Gymnocorymbus ternetziBOULENGER 1895
Type Locality: Descalvados, Mato Grosso, Brazil
Range: Paraguay and Guaporé River drainages in South America
Taxonomic Troubles: Originally described as Tetragonopterus ternetzi
Size: 6 cm TL (2.5 inches)
Preferred Water Chemistry: Subtropical, 20° to 26°C (68° to 78°F), wide range of hardness and pH.
Difficulty: An extremely hardy and adaptable species, recommended for beginners.
Tank Setup: This is an active, schooling species that should always be kept in groups. It should have plenty of open swimming space but appreciates plant thickets to which it can retire if it feels threatened.
Feeding: A micropredator.
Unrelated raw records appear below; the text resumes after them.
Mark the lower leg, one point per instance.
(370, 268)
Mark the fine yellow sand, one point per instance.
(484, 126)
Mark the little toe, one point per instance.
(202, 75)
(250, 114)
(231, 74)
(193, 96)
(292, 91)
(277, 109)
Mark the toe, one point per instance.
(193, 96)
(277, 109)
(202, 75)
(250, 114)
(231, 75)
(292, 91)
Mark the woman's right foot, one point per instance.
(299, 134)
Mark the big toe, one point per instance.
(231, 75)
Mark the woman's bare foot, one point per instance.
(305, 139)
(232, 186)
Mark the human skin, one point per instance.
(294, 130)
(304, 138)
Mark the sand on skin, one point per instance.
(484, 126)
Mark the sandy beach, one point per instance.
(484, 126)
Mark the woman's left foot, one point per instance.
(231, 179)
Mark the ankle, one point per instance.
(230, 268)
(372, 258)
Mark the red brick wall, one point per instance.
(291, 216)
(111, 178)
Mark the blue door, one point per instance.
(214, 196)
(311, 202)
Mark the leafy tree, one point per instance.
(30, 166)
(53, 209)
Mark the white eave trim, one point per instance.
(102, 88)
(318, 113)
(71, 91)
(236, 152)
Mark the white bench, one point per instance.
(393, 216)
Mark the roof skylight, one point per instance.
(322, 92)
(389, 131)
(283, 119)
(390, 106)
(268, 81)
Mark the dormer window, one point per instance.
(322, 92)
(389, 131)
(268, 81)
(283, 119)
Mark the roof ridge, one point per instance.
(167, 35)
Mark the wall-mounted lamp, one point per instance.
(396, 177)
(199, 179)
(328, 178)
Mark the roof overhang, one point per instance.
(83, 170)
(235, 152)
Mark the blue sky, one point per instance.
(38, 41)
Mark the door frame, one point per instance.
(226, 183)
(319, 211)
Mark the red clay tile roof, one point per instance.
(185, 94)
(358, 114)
Relishes live or frozen foods, will readily take all regular aquarium fare.
Breeding: An easily bred egg scatterer. Parents are voracious predators on eggs and fry.
Description: Unique in shape and coloration, this tetra is immediately identifiable with its prominent, curved anal fin and half-black pattern. The tail end of this fish is black, including the dorsal and anal fins. Two partial vertical black bars accent the silvery front portion. The black coloration is quite variable, and it can fade or darken depending on the fish's mood. Domesticated color and fin morphs have been established.
Notes: This fish is a perennial favorite, a constant staple for more than half a century. As with any such fish, numerous varieties have been bred and established, including long-fin, pale, and completely white strains (known as white skirt tetras). These white fish are sometimes subjected to dyeing, which creates the various "berry" tetras; this practice should be condemned, as it requires removing the fish's slime coat with acids, followed by immersion in the dye. Aside from the fact that the color fades with time and the fact that it subjects the fish to unnecessary distress, the colors produced pale next to the vibrant natural coloration of so many other species. So why promote the practice? The black tetra is a peaceful candidate for community tanks, but it may be a bit nippy toward slow-moving or long-finned tankmates. When kept in groups, as it should be, the fishes' energy is usually contained within the group, where it remains harmless. While its color scheme is basic black and white, its pattern and manner provide dynamic interest and contrast to more colorful species. It is especially dramatic when kept in large schools of a dozen or more fish.